Compagnonnage végétal: mythe ou réalité?

Par défaut
20160602A.png

Compagnonnage végétal: du vrai et du faux

Je vais décevoir beaucoup de lecteurs, mais je ne crois plus au compagnonnage végétal comme tel. J’ai essayé pendant plus d’une décennie de pratiquer les préceptes de cette technique pour finir par ne plus y adhérer, étant donné des résultats très mitigés.

On se rappelle que le compagnonnage végétal est basé sur deux livres écrits par l’Américaine Louise Riotte, Carrots Love Tomatoes: Secrets of Companion Planting et Roses Love Garlic, traduit en français sous les noms Les tomates aiment les carottes et Les rosiers aiment l’ail. Ces livres furent publiés dans les années 1970 et sont encore édités aujourd’hui. Mais on a appris beaucoup de choses sur la culture des légumes depuis 40 ans alors que le compagnonnage végétal est resté figé dans les concepts des années 1970. Il est quand même intéressant de remarquer qu’alors que Mme Riotte prétendait que les carottes aiment les tomates (voir le titre anglais du livre), l’éditeur de la version française a sagement inversé cela et a utilisé Les tomates aiment les carottes, car tout jardinier qui fait l’expérience vous dira que les tomates dominent les carottes qui donnent alors des racines rabougries. Quand le titre-même d’un livre est en soi mensonger, que alors penser du reste de son contenu?

20160602B.jpg

Exemple d’un tableau de compagnonnage végétal: dès qu’on essaie de combiner plus de 3 légumes, on y perd son latin.

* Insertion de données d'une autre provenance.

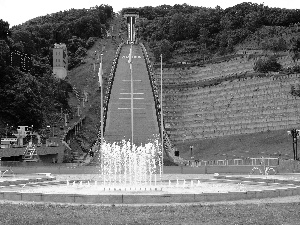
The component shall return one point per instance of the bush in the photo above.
(90, 42)
(267, 65)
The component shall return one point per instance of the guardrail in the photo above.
(167, 143)
(107, 94)
(236, 162)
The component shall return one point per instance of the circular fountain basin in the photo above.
(219, 188)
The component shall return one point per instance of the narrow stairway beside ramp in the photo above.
(118, 124)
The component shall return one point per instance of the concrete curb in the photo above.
(282, 188)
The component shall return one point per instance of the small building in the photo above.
(60, 61)
(131, 15)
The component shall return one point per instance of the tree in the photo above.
(267, 65)
(295, 50)
(4, 29)
(164, 47)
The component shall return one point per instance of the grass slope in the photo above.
(267, 144)
(258, 214)
(85, 78)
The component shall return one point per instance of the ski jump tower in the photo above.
(131, 15)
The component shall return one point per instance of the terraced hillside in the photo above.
(252, 108)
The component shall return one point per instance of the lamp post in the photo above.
(191, 147)
(161, 116)
(101, 87)
(131, 92)
(295, 135)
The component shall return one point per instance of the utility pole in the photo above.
(295, 134)
(161, 116)
(131, 77)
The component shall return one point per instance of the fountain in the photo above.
(130, 174)
(130, 165)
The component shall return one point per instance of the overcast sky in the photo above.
(19, 11)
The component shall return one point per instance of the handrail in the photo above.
(170, 152)
(107, 93)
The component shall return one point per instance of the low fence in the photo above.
(236, 162)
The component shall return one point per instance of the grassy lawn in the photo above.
(283, 213)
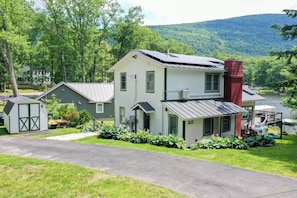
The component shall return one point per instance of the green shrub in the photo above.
(112, 132)
(83, 117)
(220, 143)
(141, 137)
(259, 140)
(168, 141)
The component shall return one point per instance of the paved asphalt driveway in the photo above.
(188, 176)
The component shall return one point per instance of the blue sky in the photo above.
(159, 12)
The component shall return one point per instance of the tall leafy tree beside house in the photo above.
(15, 22)
(288, 32)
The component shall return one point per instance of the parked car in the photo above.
(1, 118)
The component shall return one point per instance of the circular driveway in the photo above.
(192, 177)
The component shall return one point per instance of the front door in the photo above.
(146, 121)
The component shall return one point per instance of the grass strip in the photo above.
(27, 177)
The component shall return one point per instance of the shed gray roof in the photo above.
(249, 95)
(17, 100)
(94, 92)
(193, 109)
(144, 106)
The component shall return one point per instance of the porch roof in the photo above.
(144, 106)
(193, 109)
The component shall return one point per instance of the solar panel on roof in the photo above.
(182, 59)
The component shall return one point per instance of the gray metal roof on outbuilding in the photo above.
(145, 106)
(193, 109)
(94, 92)
(250, 95)
(17, 100)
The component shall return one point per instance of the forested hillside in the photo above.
(246, 36)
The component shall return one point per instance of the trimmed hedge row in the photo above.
(214, 142)
(141, 137)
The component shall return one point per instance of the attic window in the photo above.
(99, 108)
(123, 81)
(212, 83)
(150, 81)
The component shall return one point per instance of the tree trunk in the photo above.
(7, 57)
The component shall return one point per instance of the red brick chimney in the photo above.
(233, 87)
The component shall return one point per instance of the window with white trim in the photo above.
(211, 126)
(99, 108)
(123, 81)
(122, 115)
(212, 82)
(173, 125)
(249, 114)
(226, 123)
(150, 81)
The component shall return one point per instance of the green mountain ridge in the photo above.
(249, 35)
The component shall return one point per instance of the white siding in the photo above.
(136, 91)
(14, 119)
(43, 118)
(194, 131)
(193, 80)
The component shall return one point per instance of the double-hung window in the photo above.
(226, 123)
(173, 125)
(150, 81)
(211, 126)
(99, 108)
(123, 81)
(122, 115)
(212, 82)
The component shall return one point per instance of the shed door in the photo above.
(29, 117)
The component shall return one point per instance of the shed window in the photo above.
(123, 81)
(212, 83)
(99, 108)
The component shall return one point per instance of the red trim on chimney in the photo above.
(233, 87)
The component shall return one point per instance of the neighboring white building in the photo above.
(37, 76)
(178, 94)
(24, 114)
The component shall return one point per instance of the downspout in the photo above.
(165, 97)
(135, 129)
(184, 130)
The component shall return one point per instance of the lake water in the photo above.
(275, 100)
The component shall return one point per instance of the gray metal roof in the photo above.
(95, 92)
(193, 109)
(144, 106)
(249, 95)
(181, 59)
(17, 100)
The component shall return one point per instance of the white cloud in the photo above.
(185, 11)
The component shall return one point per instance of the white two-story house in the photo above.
(187, 96)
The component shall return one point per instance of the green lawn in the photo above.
(280, 159)
(26, 177)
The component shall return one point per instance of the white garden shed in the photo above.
(24, 114)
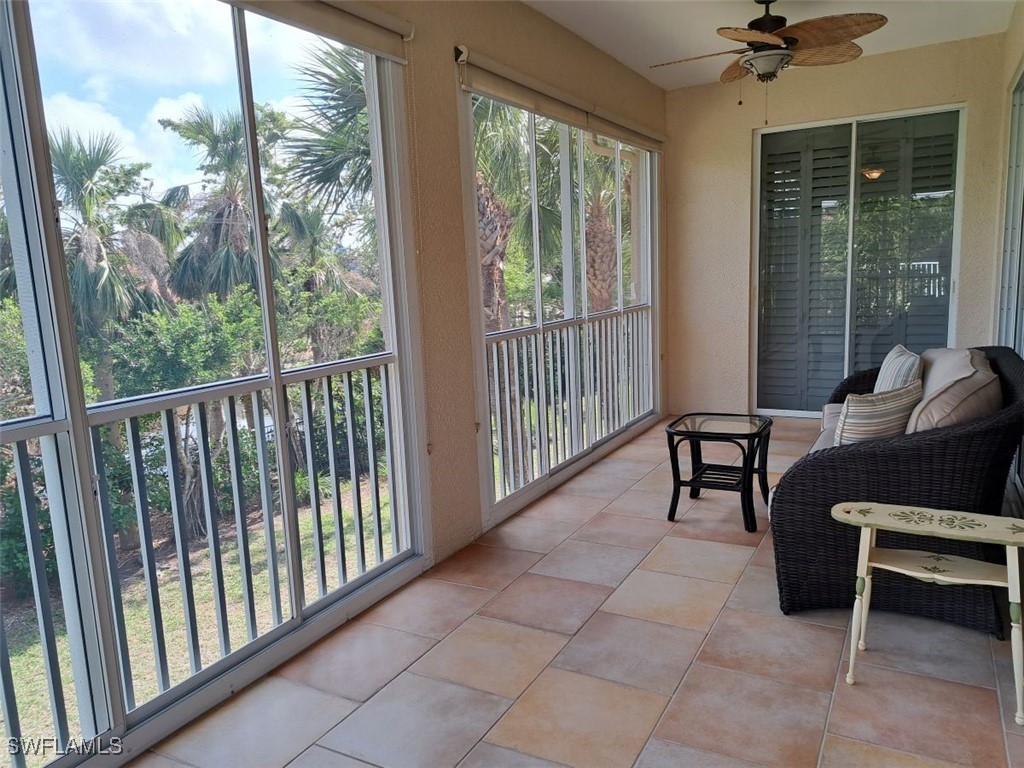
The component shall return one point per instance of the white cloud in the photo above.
(171, 162)
(159, 42)
(67, 113)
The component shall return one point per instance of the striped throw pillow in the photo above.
(871, 417)
(900, 368)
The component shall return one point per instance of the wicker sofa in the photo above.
(962, 467)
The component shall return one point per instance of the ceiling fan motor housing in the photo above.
(769, 22)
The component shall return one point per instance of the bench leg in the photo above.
(1014, 587)
(859, 605)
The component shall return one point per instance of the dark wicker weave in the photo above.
(962, 467)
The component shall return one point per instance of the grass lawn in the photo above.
(23, 633)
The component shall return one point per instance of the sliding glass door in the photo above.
(855, 250)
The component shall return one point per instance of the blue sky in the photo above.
(120, 66)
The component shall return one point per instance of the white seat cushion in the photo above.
(900, 368)
(960, 386)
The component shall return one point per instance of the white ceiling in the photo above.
(640, 33)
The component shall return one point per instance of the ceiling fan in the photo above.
(771, 45)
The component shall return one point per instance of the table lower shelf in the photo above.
(716, 477)
(929, 566)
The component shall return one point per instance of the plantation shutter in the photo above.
(902, 236)
(805, 178)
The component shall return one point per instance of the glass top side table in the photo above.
(750, 433)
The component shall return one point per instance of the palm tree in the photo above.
(117, 267)
(330, 150)
(221, 251)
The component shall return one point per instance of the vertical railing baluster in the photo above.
(548, 346)
(313, 478)
(146, 553)
(375, 491)
(540, 389)
(102, 489)
(8, 699)
(212, 534)
(241, 519)
(41, 591)
(526, 413)
(353, 468)
(497, 423)
(181, 535)
(516, 474)
(266, 497)
(331, 423)
(396, 544)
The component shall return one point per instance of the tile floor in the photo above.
(587, 631)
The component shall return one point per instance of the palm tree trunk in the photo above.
(494, 224)
(602, 259)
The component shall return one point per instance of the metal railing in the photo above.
(553, 392)
(195, 528)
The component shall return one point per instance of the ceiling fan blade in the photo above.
(818, 33)
(825, 55)
(733, 72)
(694, 58)
(743, 35)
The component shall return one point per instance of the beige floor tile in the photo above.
(712, 560)
(658, 480)
(317, 757)
(921, 715)
(718, 519)
(530, 534)
(845, 753)
(356, 660)
(496, 656)
(1005, 679)
(644, 654)
(765, 556)
(782, 649)
(417, 722)
(156, 760)
(580, 721)
(564, 508)
(658, 754)
(249, 717)
(927, 646)
(758, 591)
(643, 452)
(597, 484)
(680, 601)
(623, 530)
(1015, 751)
(650, 504)
(429, 607)
(487, 567)
(588, 561)
(634, 469)
(747, 717)
(547, 603)
(486, 755)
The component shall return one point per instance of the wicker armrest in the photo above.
(861, 382)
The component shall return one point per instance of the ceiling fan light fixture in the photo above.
(766, 64)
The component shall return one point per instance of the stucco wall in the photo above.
(710, 257)
(521, 38)
(1014, 58)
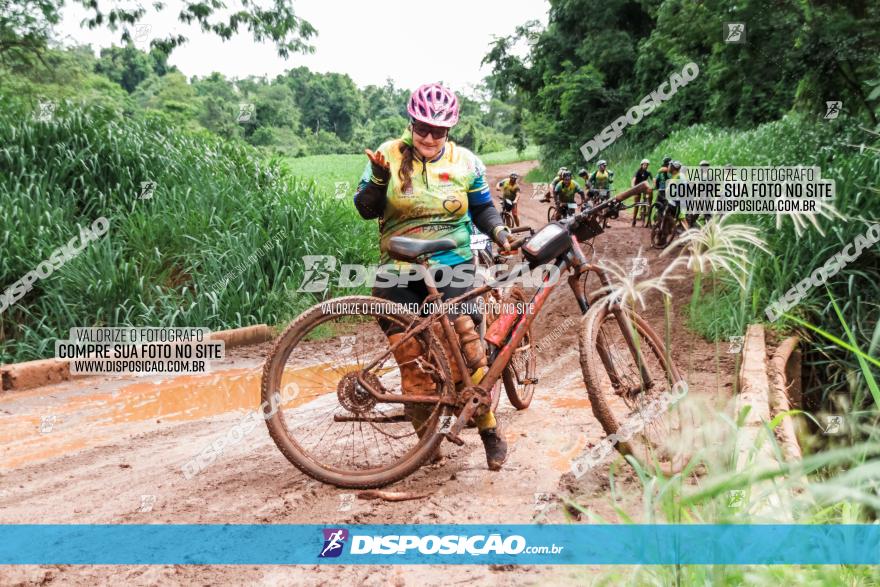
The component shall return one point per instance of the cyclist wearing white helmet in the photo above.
(641, 175)
(510, 191)
(553, 183)
(602, 178)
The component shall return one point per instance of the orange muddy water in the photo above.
(90, 419)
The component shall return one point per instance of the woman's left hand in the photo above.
(503, 237)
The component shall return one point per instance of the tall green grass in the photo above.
(216, 203)
(848, 154)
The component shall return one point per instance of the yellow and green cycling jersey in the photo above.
(601, 180)
(566, 193)
(436, 206)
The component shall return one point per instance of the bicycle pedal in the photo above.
(456, 440)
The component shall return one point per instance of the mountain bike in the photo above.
(667, 225)
(507, 213)
(345, 421)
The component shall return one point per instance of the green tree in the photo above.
(26, 24)
(127, 66)
(172, 95)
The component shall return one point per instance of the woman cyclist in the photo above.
(424, 186)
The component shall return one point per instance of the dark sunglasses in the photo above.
(424, 130)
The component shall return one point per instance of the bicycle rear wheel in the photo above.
(649, 421)
(522, 369)
(661, 233)
(507, 218)
(324, 421)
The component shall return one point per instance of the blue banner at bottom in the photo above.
(439, 544)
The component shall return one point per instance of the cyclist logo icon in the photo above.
(317, 275)
(832, 109)
(334, 540)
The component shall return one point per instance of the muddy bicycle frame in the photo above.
(477, 397)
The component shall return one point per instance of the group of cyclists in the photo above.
(565, 190)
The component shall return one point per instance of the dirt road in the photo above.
(111, 451)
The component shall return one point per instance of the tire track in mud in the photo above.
(104, 479)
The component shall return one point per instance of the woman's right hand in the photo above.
(377, 159)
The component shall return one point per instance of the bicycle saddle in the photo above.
(408, 249)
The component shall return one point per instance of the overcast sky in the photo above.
(410, 42)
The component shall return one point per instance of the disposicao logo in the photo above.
(334, 541)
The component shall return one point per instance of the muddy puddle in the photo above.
(31, 431)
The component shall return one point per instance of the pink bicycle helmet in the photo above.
(435, 105)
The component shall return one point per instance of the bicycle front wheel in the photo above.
(635, 389)
(325, 421)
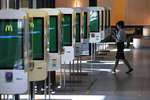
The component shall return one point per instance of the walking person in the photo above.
(120, 39)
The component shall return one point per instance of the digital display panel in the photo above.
(78, 19)
(85, 25)
(37, 38)
(102, 21)
(53, 29)
(67, 30)
(94, 21)
(11, 42)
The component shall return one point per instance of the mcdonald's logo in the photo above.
(32, 25)
(8, 28)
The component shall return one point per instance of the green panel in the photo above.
(53, 34)
(94, 21)
(85, 24)
(38, 38)
(109, 18)
(11, 40)
(78, 27)
(67, 30)
(106, 19)
(102, 22)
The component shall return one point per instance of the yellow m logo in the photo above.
(8, 28)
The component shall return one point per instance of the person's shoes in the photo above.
(113, 71)
(130, 70)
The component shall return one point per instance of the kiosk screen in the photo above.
(11, 42)
(85, 24)
(53, 29)
(67, 30)
(78, 27)
(38, 38)
(94, 21)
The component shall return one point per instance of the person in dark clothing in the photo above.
(120, 39)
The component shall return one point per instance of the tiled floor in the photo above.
(98, 82)
(121, 86)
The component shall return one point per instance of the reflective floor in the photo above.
(96, 82)
(120, 86)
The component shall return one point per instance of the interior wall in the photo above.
(138, 12)
(71, 3)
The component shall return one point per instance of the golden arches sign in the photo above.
(8, 28)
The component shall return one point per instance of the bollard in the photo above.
(64, 74)
(61, 75)
(45, 88)
(70, 72)
(17, 97)
(49, 84)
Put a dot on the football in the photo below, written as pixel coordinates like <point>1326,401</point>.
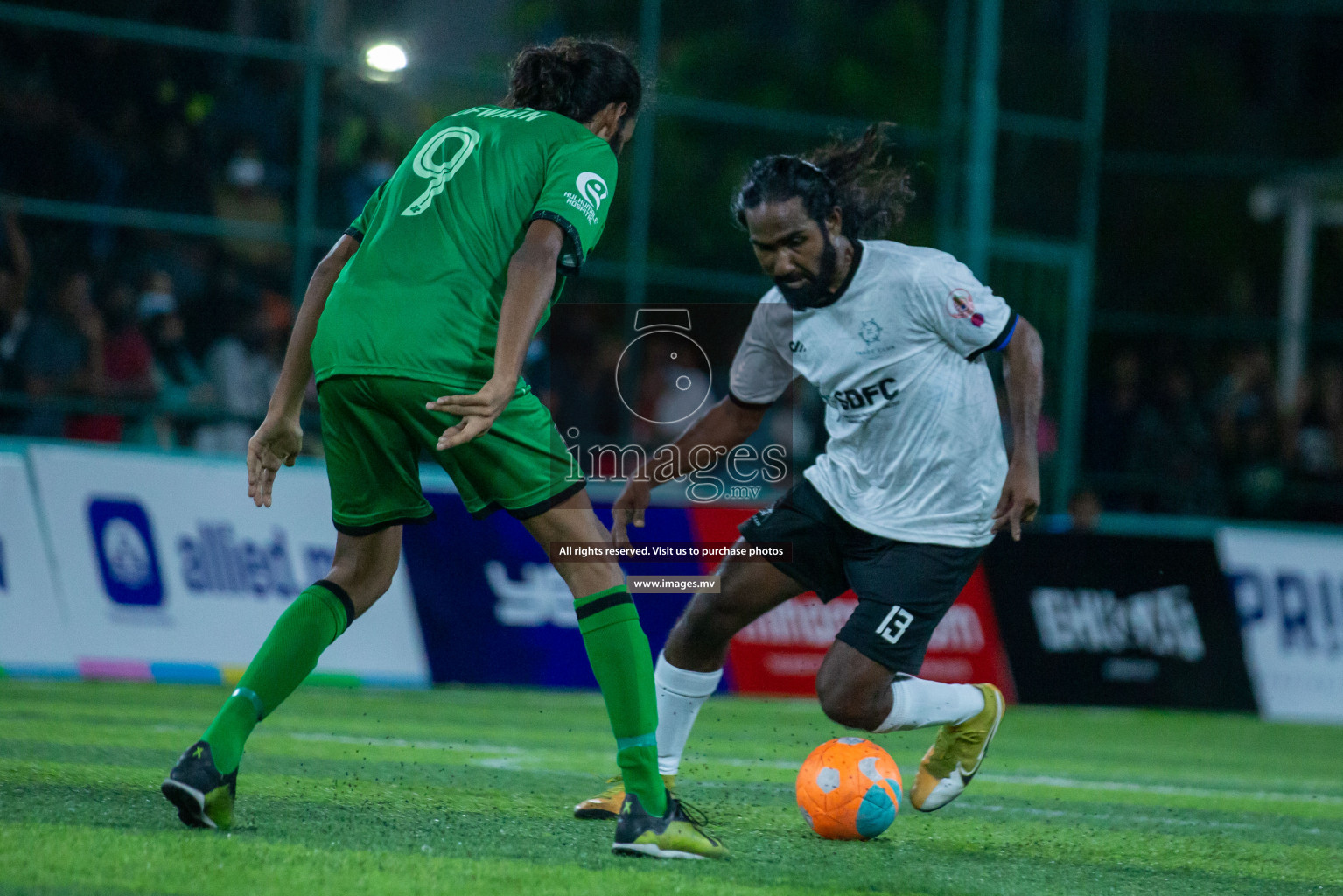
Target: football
<point>849,788</point>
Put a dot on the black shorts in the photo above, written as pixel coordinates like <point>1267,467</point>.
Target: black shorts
<point>904,589</point>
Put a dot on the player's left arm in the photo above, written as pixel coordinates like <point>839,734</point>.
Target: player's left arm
<point>1024,373</point>
<point>531,284</point>
<point>280,437</point>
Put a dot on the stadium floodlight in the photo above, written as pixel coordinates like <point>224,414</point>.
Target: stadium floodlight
<point>384,62</point>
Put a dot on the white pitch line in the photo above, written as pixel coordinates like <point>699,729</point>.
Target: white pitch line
<point>1172,822</point>
<point>1164,790</point>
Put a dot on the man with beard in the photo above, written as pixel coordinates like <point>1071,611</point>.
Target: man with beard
<point>416,326</point>
<point>913,482</point>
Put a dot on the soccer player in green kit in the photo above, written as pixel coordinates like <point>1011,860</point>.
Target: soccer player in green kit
<point>416,324</point>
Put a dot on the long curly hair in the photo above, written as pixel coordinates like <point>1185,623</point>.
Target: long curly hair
<point>858,176</point>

Je ne balaie pas le compagnonnage végétal du revers de la main – il y a beaucoup de bonnes idées là-dedans –, mais elles sont enterrées à travers des croyances sans fondements, des demi-vérités et des idées erronées. Surtout, je n’essaie plus de suivre le célèbre tableau de compagnonnage végétal, qui serait censé indiquer quel légume cultiver à côté de quel autre, ainsi que quels légumes ne doivent jamais se voisiner: il rend la planification trop pénible.

Quelques exemples

20160602D.jpg

Les capucines attirent les pucerons au potager.

Un exemple des non-sens parmi les techniques de compagnonnage végétal: planter des capucines (Tropaeolum majus) dans le potager serait censé éloigner les insectes nuisibles, notamment les pucerons. Mais, à ma grande déception, je voyais souvent mes capucines infestées par les mêmes insectes qu’ils étaient censés éloigner et si je ne les arrachais pas rapidement, ils s’étendaient à mes légumes.

20160602E

Les œillets d’Inde seraient censés chasser les nématode du jardin… mais qui a des nématodes?

Un autre exemple? On nous dit que les (Tagetes patula) peuvent aider à contrôler les nématodes nuisibles et c’est vrai que si on cultive exclusivement des œillets d’Inde sur une grande surface, on peut les éliminer… mais pas en compagnonnage: il faut planter exclusivement des œillets d’Inde pendant toute une saison pour éliminer les nématodes. (Lisez Des tagètes contre les nématodes pour en savoir plus sur le sujet.) De toute façon, qui a un problème de nématodes? Pourquoi faire des efforts pour contrer un problème qu’on n’a même pas?

Compagnonnage logique

Aujourd’hui, je pratique plutôt ce que j’appelle un «compagnonnage logique». Par exemple, les grands légumes jettent de l’ombre sur leurs voisins. Ils sont donc à planter à l’extrémité du potager, au nord ou au nord-est. Aussi, la laitue n’apprécie pas la chaleur estivale intense. Quand je fais un deuxième semis de laitue, je le fais souvent au pied d’une plante de tomate dont l’ombrage lui sera bénéfique. Et j’ajoute d’office des fleurs à mon potager pour attirer les pollinisateurs, mais presque n’importe lesquelles, pas spécifiquement les fleurs recommandées dans les tableaux de compagnonnage végétal.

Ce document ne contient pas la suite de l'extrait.